Arizona's School Buildings Waste Energy


By almost two to one, Americans favor adequate funding for education. We support funding for classrooms, funding for teacher salaries, funding for athletics, funding for new school construction. But we do not support wasting millions of dollars each year through energy inefficiency.

Arizona's school buildings waste energy.


Jeff Hatch-Miller

With rising energy prices, schools have begged the Arizona Corporation Commission, on which I serve, and the state Legislature for relief from their energy bills. Yet, when questioned about their energy conservation efforts they admit that, statewide, very little is being done.

Many of Arizona's older schools are in need of significant energy conservation improvements. Sadly, even our newest schools are typically designed to meet only the minimum building codes. This choice to minimize initial construction costs leads to higher, ongoing electric and water utility bills forever. These unnecessarily high bills are paid by taxpayers in the form of higher property taxes. You pay the price, and our children and teachers suffer.

Millions of students across the country learn in unfavorable conditions.
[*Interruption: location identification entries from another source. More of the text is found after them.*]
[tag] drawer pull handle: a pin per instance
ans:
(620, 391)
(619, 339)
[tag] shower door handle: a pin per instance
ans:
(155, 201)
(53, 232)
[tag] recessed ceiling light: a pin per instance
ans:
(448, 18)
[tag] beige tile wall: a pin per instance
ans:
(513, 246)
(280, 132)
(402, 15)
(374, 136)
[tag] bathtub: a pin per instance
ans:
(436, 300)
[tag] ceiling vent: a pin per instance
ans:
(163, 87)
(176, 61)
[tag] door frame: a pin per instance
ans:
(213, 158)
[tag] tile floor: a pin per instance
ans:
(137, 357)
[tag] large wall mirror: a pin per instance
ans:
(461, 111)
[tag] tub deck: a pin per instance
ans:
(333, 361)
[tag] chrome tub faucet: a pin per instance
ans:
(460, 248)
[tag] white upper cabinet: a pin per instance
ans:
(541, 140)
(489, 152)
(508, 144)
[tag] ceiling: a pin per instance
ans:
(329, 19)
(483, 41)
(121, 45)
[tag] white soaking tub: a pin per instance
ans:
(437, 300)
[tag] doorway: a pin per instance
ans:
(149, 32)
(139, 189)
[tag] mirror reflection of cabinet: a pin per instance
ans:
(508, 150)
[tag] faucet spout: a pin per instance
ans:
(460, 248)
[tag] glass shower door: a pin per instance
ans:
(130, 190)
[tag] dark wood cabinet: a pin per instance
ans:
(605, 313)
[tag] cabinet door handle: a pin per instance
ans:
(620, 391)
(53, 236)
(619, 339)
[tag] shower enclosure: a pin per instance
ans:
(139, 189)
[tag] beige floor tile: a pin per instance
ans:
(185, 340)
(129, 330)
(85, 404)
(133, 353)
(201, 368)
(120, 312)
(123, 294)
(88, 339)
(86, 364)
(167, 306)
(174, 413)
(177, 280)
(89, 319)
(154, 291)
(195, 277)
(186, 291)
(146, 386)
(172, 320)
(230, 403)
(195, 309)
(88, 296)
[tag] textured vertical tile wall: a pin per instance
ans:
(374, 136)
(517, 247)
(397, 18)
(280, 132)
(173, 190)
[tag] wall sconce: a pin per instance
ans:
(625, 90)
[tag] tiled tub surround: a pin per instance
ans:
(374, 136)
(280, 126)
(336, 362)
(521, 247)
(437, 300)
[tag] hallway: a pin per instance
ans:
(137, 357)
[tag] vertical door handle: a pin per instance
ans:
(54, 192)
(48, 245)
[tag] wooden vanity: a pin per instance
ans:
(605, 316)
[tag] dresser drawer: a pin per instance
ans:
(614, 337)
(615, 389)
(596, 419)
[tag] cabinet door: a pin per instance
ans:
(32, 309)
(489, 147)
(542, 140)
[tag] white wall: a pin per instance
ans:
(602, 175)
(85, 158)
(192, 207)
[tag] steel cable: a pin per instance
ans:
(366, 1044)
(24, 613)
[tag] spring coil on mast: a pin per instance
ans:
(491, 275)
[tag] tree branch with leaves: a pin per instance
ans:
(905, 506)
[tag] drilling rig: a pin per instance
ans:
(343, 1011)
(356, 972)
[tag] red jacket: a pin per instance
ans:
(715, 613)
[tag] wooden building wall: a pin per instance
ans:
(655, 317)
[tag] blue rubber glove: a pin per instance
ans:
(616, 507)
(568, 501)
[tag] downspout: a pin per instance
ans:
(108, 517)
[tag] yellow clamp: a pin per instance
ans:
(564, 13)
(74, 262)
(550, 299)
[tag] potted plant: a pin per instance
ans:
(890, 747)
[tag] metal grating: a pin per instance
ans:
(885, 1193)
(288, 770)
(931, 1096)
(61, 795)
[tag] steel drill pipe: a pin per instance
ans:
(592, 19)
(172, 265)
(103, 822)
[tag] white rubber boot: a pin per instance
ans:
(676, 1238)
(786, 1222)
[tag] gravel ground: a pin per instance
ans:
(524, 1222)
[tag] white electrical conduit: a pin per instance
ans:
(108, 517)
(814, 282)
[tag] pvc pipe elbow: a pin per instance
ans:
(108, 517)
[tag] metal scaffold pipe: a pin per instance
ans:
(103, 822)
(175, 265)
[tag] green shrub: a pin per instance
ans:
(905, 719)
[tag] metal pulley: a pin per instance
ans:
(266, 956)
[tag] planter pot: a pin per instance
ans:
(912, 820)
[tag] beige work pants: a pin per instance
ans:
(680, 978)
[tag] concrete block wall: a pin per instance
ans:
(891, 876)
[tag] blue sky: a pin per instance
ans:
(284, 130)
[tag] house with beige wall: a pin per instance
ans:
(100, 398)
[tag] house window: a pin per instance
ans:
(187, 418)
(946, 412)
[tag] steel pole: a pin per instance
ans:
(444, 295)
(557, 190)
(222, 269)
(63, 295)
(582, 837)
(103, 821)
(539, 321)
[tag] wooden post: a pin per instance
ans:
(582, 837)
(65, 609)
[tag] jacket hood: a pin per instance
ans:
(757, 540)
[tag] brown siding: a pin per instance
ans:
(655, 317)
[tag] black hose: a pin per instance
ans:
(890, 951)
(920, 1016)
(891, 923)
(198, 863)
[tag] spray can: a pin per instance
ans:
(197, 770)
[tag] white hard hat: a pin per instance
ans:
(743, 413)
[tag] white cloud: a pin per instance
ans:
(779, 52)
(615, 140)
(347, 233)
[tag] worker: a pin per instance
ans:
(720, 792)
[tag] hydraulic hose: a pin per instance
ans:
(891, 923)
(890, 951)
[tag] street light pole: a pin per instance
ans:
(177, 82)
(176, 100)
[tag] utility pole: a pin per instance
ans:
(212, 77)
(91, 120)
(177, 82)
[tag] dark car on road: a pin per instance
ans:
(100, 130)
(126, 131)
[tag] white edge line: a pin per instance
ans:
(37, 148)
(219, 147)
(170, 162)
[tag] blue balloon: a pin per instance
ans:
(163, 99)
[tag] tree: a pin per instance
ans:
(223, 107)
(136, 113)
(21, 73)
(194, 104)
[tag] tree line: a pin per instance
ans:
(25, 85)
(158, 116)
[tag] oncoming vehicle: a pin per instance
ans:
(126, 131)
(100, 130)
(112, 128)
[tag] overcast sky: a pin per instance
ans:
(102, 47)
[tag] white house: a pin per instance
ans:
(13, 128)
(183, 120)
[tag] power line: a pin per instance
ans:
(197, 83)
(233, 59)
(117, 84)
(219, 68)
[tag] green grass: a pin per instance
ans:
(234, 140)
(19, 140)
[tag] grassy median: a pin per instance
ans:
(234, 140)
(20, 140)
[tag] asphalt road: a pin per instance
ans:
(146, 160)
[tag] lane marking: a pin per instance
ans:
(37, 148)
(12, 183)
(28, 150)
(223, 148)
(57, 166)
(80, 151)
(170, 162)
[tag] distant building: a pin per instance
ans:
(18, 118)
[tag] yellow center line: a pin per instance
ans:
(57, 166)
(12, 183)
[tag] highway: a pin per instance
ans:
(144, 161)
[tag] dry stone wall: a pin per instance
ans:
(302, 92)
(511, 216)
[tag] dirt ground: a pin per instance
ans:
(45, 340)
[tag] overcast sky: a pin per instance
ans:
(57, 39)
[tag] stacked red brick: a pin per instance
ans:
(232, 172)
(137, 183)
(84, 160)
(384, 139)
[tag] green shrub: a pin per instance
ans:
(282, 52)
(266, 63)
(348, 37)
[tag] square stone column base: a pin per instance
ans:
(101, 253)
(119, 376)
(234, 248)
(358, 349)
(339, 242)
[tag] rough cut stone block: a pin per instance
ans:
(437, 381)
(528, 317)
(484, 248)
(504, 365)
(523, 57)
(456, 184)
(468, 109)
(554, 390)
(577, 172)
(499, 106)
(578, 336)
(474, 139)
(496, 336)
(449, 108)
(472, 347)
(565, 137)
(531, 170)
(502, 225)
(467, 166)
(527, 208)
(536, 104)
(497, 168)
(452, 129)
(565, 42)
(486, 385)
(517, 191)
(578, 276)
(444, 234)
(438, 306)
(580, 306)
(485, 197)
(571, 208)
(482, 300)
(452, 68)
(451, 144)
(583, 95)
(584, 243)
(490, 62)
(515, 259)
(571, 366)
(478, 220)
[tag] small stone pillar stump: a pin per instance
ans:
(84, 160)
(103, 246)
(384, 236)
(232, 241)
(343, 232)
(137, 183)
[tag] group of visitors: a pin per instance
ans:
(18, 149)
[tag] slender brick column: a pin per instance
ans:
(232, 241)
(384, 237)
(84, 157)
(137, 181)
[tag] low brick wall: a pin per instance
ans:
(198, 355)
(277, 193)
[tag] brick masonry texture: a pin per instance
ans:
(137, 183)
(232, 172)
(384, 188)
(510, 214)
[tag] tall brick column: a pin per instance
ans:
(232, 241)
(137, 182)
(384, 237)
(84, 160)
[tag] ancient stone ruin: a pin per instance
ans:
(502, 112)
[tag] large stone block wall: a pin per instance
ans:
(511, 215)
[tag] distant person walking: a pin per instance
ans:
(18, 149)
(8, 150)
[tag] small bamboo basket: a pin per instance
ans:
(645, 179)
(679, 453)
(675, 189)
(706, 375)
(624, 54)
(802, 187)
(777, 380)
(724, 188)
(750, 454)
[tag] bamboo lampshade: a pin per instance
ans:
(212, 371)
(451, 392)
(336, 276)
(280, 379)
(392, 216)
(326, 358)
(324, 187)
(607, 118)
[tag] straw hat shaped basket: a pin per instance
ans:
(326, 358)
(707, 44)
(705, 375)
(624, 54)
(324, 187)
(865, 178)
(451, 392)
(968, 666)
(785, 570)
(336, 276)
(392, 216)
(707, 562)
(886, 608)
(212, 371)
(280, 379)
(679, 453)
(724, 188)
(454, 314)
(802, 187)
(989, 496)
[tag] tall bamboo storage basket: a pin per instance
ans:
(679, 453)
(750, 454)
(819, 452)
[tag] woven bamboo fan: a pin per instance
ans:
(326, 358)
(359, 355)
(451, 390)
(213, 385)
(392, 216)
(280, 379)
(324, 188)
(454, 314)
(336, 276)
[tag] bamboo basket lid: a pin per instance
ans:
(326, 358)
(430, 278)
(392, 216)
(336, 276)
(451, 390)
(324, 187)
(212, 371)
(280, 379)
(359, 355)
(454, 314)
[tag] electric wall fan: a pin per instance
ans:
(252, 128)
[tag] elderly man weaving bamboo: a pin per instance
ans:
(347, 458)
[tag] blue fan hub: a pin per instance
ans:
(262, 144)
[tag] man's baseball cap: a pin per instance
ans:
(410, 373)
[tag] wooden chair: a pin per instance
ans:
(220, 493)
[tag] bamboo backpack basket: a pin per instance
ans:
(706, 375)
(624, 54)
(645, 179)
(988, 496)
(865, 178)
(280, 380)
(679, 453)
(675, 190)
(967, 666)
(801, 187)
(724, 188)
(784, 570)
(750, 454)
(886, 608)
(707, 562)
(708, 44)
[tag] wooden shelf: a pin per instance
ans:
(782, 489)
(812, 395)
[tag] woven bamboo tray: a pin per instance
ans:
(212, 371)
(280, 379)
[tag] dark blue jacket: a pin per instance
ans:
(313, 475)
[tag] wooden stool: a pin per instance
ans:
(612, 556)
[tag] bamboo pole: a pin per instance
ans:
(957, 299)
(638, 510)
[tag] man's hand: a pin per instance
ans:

Various studies show that poor conditions in the classroom, such as poor air ventilation and lighting quality, lead to increased illness, absenteeism and decreased student achievement.

Consider the following facts from Energy Star and the Alliance to Save Energy:

• America's K-12 school annual energy bill is a staggering $6 billion -- more than is spent on textbooks and computers combined,

  • The least efficient schools use three times more energy than the best energy performers, and
  • Top-performing schools cost forty cents per square foot less to operate than the average performers.

We all want our schools to succeed. One way to accomplish this is to provide our schools with the means to design classrooms to be more energy efficient.

Fortunately, Arizona has taken some important first steps to correct these problems. Thanks to the state Legislature and the governor, House Bill 2496 became law. It allows school districts to partner with their utility companies to make investments in cost-effective energy measures.

Schools can tap these funds for better lighting, high efficiency heating and air conditioning systems, and energy efficient building design. These investments typically pay for themselves in five to seven years. After that, the saved energy is free.

Reducing energy use is an effective way to help cash-strapped schools direct more money into classrooms, while helping utilities lessen their need to build more power plants and transmission lines. Pursuing energy efficiency in our schools creates a better environment for learning, and conserves our natural resources for future generations.

As an elected member of the Arizona Corporation Commission, I will continue these efforts. I will push the Arizona's School Facility Board to release the funds for more energy- and water-efficient schools and insist that our utilities make school energy savings a priority.

-- Jeff Hatch-Miller serves on the Arizona Corporation Commission and served as a member of the Arizona House of Representatives.